Le crève-cœur pour le metteur en scène, c’est surtout de ne pas avoir pu échanger avec ces habitants, « qui ne comprennent pas qu’on a les mêmes choses à défendre » – il évoque notamment ces graffitis contre la gentrification du quartier sur une maison vouée à la démolition.
« A quoi bon jouer dans cette situation, pour un cercle de gens qui ont payé leur place, si on n’a pas de relation avec le quartier ? On s’est senti téléportés ici, alors que les organisateurs du FAB pensaient qu’il n’y aurait aucun problème. On est donc venus les mains dans les poches. Ce n’est pas la première fois qu’on se frotte avec des riverains, mais on n’avait joué jusqu’ici que dans des lotissements : on avait affaire à des réactions individuelles, pas collectives. »
Rideau
Alix Montheil s’interroge donc sur le choix du lieu par le festival, et sa préparation du terrain. « Mais le FAB n’existe que depuis 2 ans et la propension à investir l’espace public est très nouvelle », reconnait-il par ailleurs. Il n’était en outre pas question d’encadrer le spectacle par un imposant service d’ordre, voire par la police, un remède qui aurait été pire que le mal dans le quartier, et tellement contraire au message du spectacle.
« On n’avait pas de service de sécurité car ce n’était pour le coup pas obligatoire, ajoute Sylvie Violan, directrice du FAB. On vit une époque très sécuritaire en ce moment, et quand par hasard il n’y a pas d’obligation, je ne l’impose pas. Et cela n’aurait pas changé grand chose. »
Sylvie Violan aurait cependant souhaité que la deuxième représentation prévue ait eu lieu, dans un contexte qui aurait selon elle été forcément différent.
« Mais ce qui s’est passé lors de cette représentation super tendue les a angoissé, et face à ce qu’ils ont pris comme un sentiment d’hostilité générale, on n’a pas voulu retenter. »

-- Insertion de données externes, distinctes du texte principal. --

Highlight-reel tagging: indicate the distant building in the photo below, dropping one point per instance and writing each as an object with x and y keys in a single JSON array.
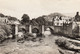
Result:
[
  {"x": 58, "y": 21},
  {"x": 4, "y": 20}
]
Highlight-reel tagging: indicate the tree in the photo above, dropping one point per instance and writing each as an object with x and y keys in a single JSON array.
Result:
[
  {"x": 1, "y": 15},
  {"x": 25, "y": 19}
]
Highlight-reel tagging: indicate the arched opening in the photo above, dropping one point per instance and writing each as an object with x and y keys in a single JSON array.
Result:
[
  {"x": 35, "y": 30},
  {"x": 51, "y": 30}
]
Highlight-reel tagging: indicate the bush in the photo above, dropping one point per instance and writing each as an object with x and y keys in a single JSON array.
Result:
[
  {"x": 5, "y": 31},
  {"x": 65, "y": 44}
]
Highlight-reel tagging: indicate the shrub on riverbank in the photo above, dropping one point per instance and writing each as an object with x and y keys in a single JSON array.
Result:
[
  {"x": 5, "y": 31},
  {"x": 65, "y": 44}
]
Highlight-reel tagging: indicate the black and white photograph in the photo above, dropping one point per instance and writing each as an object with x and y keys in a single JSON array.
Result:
[{"x": 39, "y": 26}]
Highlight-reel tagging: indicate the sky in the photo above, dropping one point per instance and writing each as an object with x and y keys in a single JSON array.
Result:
[{"x": 36, "y": 8}]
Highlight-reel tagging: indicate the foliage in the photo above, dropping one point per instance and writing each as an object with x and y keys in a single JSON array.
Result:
[
  {"x": 1, "y": 15},
  {"x": 25, "y": 19},
  {"x": 5, "y": 31}
]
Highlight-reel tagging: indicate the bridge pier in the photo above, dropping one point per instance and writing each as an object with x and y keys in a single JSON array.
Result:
[{"x": 42, "y": 29}]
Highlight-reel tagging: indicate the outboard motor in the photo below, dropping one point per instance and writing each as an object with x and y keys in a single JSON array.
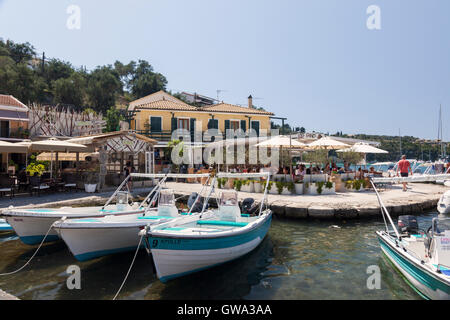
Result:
[
  {"x": 249, "y": 206},
  {"x": 408, "y": 224}
]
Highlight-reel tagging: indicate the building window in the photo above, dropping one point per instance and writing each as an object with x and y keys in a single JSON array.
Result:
[
  {"x": 4, "y": 129},
  {"x": 235, "y": 124},
  {"x": 183, "y": 124},
  {"x": 155, "y": 124}
]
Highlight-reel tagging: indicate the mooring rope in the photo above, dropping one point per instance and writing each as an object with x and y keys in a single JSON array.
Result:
[
  {"x": 131, "y": 266},
  {"x": 42, "y": 242}
]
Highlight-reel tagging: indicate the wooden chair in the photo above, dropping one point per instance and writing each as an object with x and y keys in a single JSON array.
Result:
[
  {"x": 70, "y": 183},
  {"x": 7, "y": 185},
  {"x": 36, "y": 185}
]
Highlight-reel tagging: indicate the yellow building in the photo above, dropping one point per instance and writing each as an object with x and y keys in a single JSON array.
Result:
[{"x": 158, "y": 114}]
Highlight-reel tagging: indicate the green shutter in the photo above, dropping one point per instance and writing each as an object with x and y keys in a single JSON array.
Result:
[
  {"x": 155, "y": 124},
  {"x": 243, "y": 125},
  {"x": 255, "y": 126},
  {"x": 174, "y": 124}
]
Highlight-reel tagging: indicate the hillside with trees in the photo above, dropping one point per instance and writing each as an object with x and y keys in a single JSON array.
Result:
[{"x": 33, "y": 80}]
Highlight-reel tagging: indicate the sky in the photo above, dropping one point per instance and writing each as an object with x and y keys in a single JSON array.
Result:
[{"x": 314, "y": 62}]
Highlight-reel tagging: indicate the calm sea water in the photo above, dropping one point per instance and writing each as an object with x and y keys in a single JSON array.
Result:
[{"x": 297, "y": 260}]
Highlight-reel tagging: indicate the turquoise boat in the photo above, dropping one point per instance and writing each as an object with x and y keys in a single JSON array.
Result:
[{"x": 421, "y": 256}]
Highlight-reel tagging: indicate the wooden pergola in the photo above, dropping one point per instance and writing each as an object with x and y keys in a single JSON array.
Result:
[{"x": 117, "y": 148}]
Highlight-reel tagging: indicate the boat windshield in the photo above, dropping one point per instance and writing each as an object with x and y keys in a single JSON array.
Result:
[
  {"x": 228, "y": 199},
  {"x": 122, "y": 197},
  {"x": 166, "y": 198},
  {"x": 441, "y": 226}
]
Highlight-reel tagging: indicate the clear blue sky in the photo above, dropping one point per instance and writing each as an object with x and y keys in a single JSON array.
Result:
[{"x": 312, "y": 61}]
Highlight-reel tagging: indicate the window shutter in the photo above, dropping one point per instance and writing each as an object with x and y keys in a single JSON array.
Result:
[
  {"x": 174, "y": 124},
  {"x": 255, "y": 126},
  {"x": 243, "y": 125}
]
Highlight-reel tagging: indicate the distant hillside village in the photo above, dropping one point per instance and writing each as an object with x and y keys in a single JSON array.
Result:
[{"x": 48, "y": 97}]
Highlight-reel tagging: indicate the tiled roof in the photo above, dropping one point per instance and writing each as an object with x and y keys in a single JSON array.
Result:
[
  {"x": 230, "y": 108},
  {"x": 6, "y": 100},
  {"x": 157, "y": 96},
  {"x": 167, "y": 105}
]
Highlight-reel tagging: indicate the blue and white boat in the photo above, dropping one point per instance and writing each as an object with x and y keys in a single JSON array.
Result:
[
  {"x": 4, "y": 226},
  {"x": 95, "y": 237},
  {"x": 422, "y": 257},
  {"x": 208, "y": 239},
  {"x": 35, "y": 225}
]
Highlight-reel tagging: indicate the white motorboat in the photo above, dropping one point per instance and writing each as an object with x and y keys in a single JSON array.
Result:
[
  {"x": 33, "y": 225},
  {"x": 4, "y": 226},
  {"x": 208, "y": 239},
  {"x": 422, "y": 257},
  {"x": 95, "y": 237},
  {"x": 444, "y": 203}
]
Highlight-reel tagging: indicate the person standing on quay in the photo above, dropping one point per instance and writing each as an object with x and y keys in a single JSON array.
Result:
[{"x": 404, "y": 167}]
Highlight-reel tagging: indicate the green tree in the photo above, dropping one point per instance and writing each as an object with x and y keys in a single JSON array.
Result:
[
  {"x": 70, "y": 90},
  {"x": 113, "y": 119},
  {"x": 102, "y": 88}
]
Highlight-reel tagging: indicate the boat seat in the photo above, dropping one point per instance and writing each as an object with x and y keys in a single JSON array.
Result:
[
  {"x": 222, "y": 223},
  {"x": 155, "y": 217}
]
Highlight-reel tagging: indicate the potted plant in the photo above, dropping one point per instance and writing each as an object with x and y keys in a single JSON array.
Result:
[
  {"x": 258, "y": 186},
  {"x": 289, "y": 188},
  {"x": 349, "y": 185},
  {"x": 35, "y": 168},
  {"x": 91, "y": 182},
  {"x": 319, "y": 186},
  {"x": 271, "y": 188},
  {"x": 330, "y": 188},
  {"x": 298, "y": 187},
  {"x": 357, "y": 185},
  {"x": 247, "y": 186},
  {"x": 221, "y": 183},
  {"x": 237, "y": 184}
]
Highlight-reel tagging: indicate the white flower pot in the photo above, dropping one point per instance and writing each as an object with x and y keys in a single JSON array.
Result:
[
  {"x": 312, "y": 189},
  {"x": 248, "y": 188},
  {"x": 90, "y": 187},
  {"x": 329, "y": 191},
  {"x": 298, "y": 188}
]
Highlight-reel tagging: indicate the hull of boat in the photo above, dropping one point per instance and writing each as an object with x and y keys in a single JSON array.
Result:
[
  {"x": 31, "y": 225},
  {"x": 32, "y": 230},
  {"x": 179, "y": 256},
  {"x": 91, "y": 243},
  {"x": 5, "y": 227},
  {"x": 420, "y": 278}
]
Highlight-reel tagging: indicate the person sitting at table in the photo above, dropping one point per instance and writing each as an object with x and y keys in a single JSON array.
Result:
[
  {"x": 346, "y": 167},
  {"x": 359, "y": 174}
]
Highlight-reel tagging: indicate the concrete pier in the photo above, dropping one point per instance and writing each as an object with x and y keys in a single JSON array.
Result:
[
  {"x": 420, "y": 197},
  {"x": 7, "y": 296}
]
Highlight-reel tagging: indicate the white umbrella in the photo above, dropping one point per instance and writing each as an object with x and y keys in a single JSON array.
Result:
[
  {"x": 9, "y": 147},
  {"x": 327, "y": 143},
  {"x": 53, "y": 145},
  {"x": 282, "y": 142},
  {"x": 361, "y": 147},
  {"x": 365, "y": 148}
]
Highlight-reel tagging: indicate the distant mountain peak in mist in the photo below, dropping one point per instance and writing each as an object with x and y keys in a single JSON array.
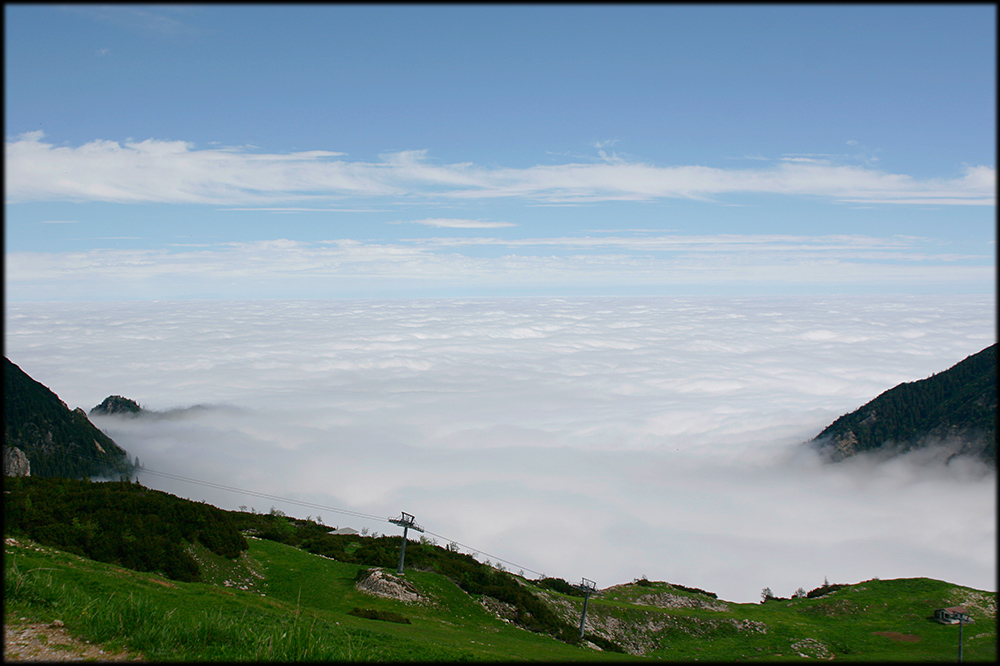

Pour la directrice du FAB, l’affaire n’a rien à voir avec celle du QG du festival, initialement prévu au Hangar 27 des Bassins à flot, mais dont les commissions de sécurité de l’Etat ont refusé l’ouverture au public. Après l’annulation de Sous la toile de Jheronimus, suite à la blessure d’un artiste, c’est toutefois un nouveau coup dur pour le festival. Mais c’est aussi le revers d’une programmation osée, qui n’hésite pas à bousculer le public, et dont les spectacles auxquels nous avons pu assister jusqu’à présent sont (presque) tous d’une qualité remarquable.